Stool, shot and insomnia

Mar 31, 2009 12:24

Man charged with drunk driving on bar stool

Authorities in Ohio say a man has been charged with drunken driving after crashing his motorized bar stool.  Police in Newark, 30 miles east of Columbus, say when they responded to a report of a crash with injuries on March 4, they found a man who had wrecked a bar stool powered by a deconstructed lawn mower.  Twenty-eight-year Kile Wygle was hospitalized for minor injuries.  Police say he was charged with operating a vehicle while intoxicated after he told an officer at the hospital that he had consumed 15 beers.  Wygle told police his motorized bar stool can go up to 38 mph.

Stool (has pic and video of it)

...

Wife tells husband: 'I did not shoot you, sweetheart'

When a Winter Springs woman reported early Sunday that an intruder had shot her husband, Seminole County Sheriff's investigators didn't buy it and neither did the victim.  While 42-year-old Kimberly Boone was talking to 911 dispatchers, her husband, Robert Boone, 41, can be heard talking in the background. According to an arrest affidavit, the man told a deputy sheriff his wife accidentally shot him.  "No, I did not shoot you sweetheart. I was in with the boys," she told her husband.  Earlier in the call, the woman said her husband was shot while checking out a noise in their garage.  Officials said she later admitted to shooting her husband and was arrested to face a charge of attempted murder.
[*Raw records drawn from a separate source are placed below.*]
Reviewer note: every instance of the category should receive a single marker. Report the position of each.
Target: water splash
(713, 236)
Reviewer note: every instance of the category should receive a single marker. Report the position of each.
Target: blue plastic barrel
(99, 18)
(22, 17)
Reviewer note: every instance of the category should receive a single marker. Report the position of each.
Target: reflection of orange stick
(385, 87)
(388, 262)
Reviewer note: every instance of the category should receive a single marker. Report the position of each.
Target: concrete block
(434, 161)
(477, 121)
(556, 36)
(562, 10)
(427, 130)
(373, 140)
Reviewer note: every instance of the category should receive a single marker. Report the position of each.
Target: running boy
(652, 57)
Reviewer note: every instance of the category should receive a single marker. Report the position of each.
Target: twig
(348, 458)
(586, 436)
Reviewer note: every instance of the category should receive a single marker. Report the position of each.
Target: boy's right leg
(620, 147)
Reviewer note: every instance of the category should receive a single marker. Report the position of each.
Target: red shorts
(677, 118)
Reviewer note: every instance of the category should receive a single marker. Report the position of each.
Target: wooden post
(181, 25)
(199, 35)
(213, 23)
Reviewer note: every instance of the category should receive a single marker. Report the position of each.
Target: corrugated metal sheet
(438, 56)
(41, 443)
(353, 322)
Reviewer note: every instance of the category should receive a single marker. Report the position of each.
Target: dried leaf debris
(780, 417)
She is being held without bail in the Seminole County Jail in Sanford.

Shot

Ah sweet love.

Insomnia may alter "hunger hormone"

Studies have linked poor sleep to obesity and other health problems, and now new research suggests a reason why.  The study, of 38 men with and without chronic insomnia, found that those with the sleep disorder had 30 percent lower nighttime levels of the hormone ghrelin, which is involved in appetite control.  A number of studies in recent years have highlighted the role of sleep in overall health. Research has linked poor sleep -- owing to sleep disorders or shift work, for example -- to higher risks of obesity, diabetes and heart disease.  These latest findings, reported in the journal Psychoneuroendocrinology, help shed light on why sleep deprivation might encourage weight gain and its related health consequences.